The proposal would insert a new section in the Virginia code clarifying that a marriage between two people is legal regardless of their sex.

The bill introduced by state Sens. Adam Ebbin (D-Alexandria) and Jennifer Boysko (D-Loudoun) would give religious organizations and clergy members the right to refuse to perform any marriage.

The 40-member chamber voted 25-12 to pass the measure, with three Republicans siding with Democrats: State Sens. Siobhan S. Dunnavant (Henrico), David R. Suetterlein (Roanoke) and Jill Holtzman Vogel (Fauquier).

Sen. Ebbin, the first openly gay person elected to the General Assembly, went to Twitter to celebrate the bill’s passage in the Senate.

“SB 1096, my bill ensuring that Virginians have the right to marry who they love regardless of their sex, has passed the Senate on a bipartisan vote,” Ebbin tweeted Tuesday.

Sen. Boysko said she was proud to be a chief co-patron of the bill, tweeting that “We parents want to walk our LGBTQ+ children down the aisle too!”

While the proposal picked up support from Republicans, how it will fare in the GOP-controlled House of Delegates is unknown. Last year, a Republican-controlled subcommittee killed an effort to remove Virginia’s defunct ban on same-sex marriage from the state constitution.

A renewed push for the constitutional amendment from Ebbin and other state lawmakers, including a Republican, is currently making its way through the legislature.

If passed by the General Assembly two years in a row, Virginians would vote on whether to strike outdated language that defines marriage as “only a union between one man and one woman” from the constitution.

In 2006, Virginia voters approved a constitutional amendment that banned same-sex marriage.
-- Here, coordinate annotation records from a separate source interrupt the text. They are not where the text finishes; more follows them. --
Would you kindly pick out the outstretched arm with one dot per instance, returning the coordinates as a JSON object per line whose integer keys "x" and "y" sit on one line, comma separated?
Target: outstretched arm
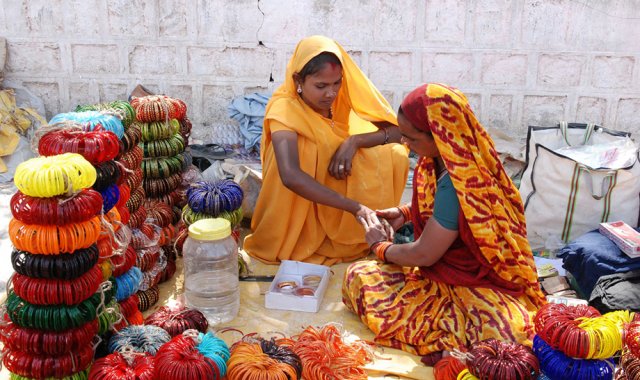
{"x": 285, "y": 145}
{"x": 426, "y": 251}
{"x": 386, "y": 133}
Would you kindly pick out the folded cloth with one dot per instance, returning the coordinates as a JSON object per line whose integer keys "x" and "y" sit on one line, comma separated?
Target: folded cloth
{"x": 592, "y": 256}
{"x": 619, "y": 291}
{"x": 248, "y": 110}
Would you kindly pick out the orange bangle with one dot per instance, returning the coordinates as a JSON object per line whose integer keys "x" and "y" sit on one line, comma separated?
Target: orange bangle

A panel of the 4th Circuit Court of Appeals struck down that ban in 2014 and the U.S. Supreme Court ruled that same-sex marriage is a right guaranteed under the Constitution in 2015.

Despite the state’s now-defunct ban, it does not impact the legality of gay marriage in Virginia after the 2015 U.S. Supreme Court decision in Obergefell v. Hodges.

But concerns about the high court possibly reversing the decision guaranteeing same-sex marriage escalated after the overturning of Roe v. Wade. In December, President Joe Biden signed the Respect for Marriage Act to protect same-sex marriage rights.